Fourth Circuit Deems Arbitration Agreement "Unconscionable"
"An arbitration agreement is unenforceable for unconscionability where it places control over the selection of the arbitrator of employment disputes in the hands of appellant's employer, and court erred in compelling to arbitration a Title VII claim for alleged termination on the basis of race."
MURRAY v.

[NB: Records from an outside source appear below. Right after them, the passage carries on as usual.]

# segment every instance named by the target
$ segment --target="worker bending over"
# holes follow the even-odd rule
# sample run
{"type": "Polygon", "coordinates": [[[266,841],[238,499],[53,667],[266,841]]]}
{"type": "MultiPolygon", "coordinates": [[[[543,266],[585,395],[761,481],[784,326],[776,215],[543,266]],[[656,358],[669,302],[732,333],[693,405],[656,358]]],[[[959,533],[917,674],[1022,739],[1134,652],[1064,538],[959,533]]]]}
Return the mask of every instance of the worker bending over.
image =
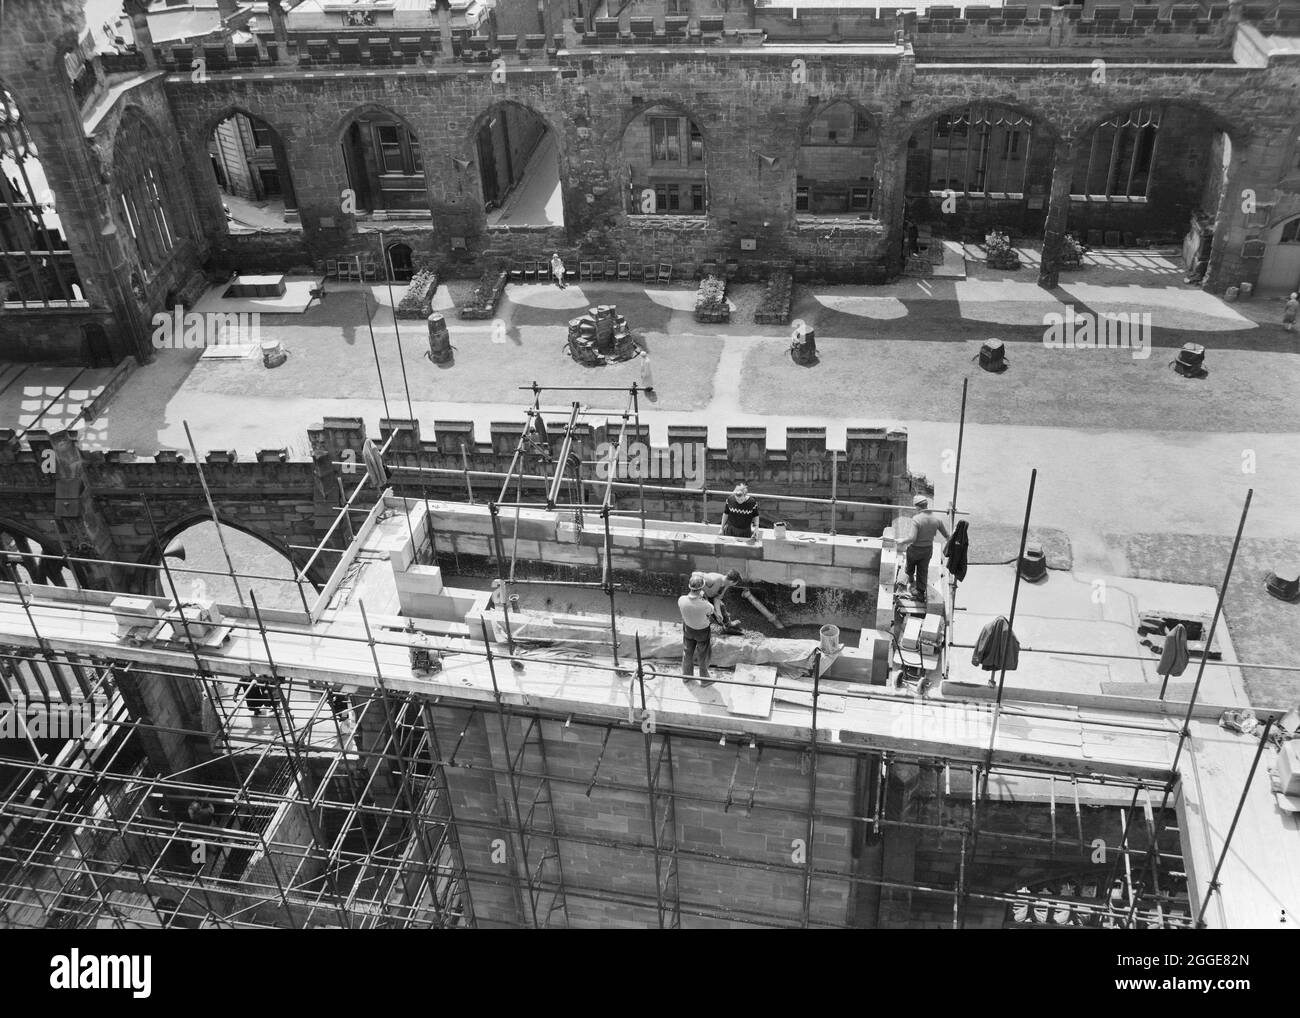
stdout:
{"type": "MultiPolygon", "coordinates": [[[[696,663],[700,666],[700,679],[709,677],[710,626],[715,610],[704,596],[704,574],[691,573],[690,590],[677,599],[677,610],[682,613],[682,681],[690,682],[695,675],[696,663]]],[[[712,682],[700,682],[711,686],[712,682]]]]}
{"type": "Polygon", "coordinates": [[[907,578],[912,593],[924,600],[929,590],[930,557],[934,554],[934,535],[951,535],[944,525],[943,517],[931,512],[930,500],[924,495],[912,499],[916,512],[912,515],[913,534],[910,540],[902,541],[907,548],[907,578]]]}
{"type": "Polygon", "coordinates": [[[704,596],[712,603],[715,617],[718,624],[722,626],[723,632],[740,632],[740,623],[732,621],[731,613],[727,611],[727,606],[724,603],[727,591],[739,582],[740,572],[736,569],[726,573],[704,574],[704,596]]]}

UNITED FOOD & COMM. WORKERS INT'L UNION, Case No. 01-1602 (4th Cir. decided May 10, 2002)
[Full text opinion]

Friday, May 10, 2002

County wants extra cash for Philips suit
"The nearly 1,200 former Philips Lighting workers suing their former employers for alleged exposure to hazardous chemicals may have to pay a $102,000 bill just to file their civil suit in Marion County Circuit Court."
[Times West Virginian]

Here's a news flash:
W.Va. ranked 49th in liability systems
State may not be perceived as ‘business-friendly'
[Charleston Daily Mail]

Wednesday, May 08, 2002

Judge Haden Rules Against Mountaintop Removal Mining
The U.S. District Court for the Southern District of West Virginia has ordered the U.S. Army Corps of Engineers to stop issuing permits for mountaintop coal mining.
[Full text opinion (pdf)]
Fourth Circuit Rules Against W.Va. Attorney General on Controversial Medicaid Estate Recovery Law
The Fourth Circuit Court of Appeals has ruled that the 10th Amendment is not violated by the federal Medicaid Estate Recovery program, which requires states to recapture medicaid expenses by seizing assets of recipients who have used medicaid funds for long-term care.
STATE OF WEST VIRGINIA v. U.S. DEP'T OF HEALTH & HUMAN SERV., No. 01-1443 (4th Cir. May 07, 2002)
[Full text opinion]
Charleston Gazette Article
'Cussing Canoeist' Has the Last Word
The National Law Journal
In 1999, a 28-year old canoeist was issued a ticket for cursing in front of two children, and (unfortunately for him) a sheriff, pursuant to an 1897 Michigan law prohibiting swearing in public. Arguing the law violated his First Amendment rights, the canoeist has convinced the Michigan Court of Appeals to strike down the law.
Full Text

Tuesday, May 07, 2002

Lawyers Defend Tobacco Suit Fees
West Virginia would be aiding the tobacco companies it successfully sued if it tampered with the $33.5 million in fees awarded the private lawyers who handled its case, the lawyers have told the Legislature. [Charleston Gazette]

Friday, May 03, 2002

Welfare Benefits Case Referred to Special Commissioner
On May 2, the West Virginia Supreme Court of Appeals issued an order in SER K.M., et al. v. WV DHHR, et al., No. 30494, appointing retired judge Daniel McCarthy as special commissioner to oversee various parts of the litigation. In SER K.M., the petitioners seek to prohibit the state department from terminating welfare assistance benefits for those families and children who have reached a five-year limit on benefits imposed by the federal government.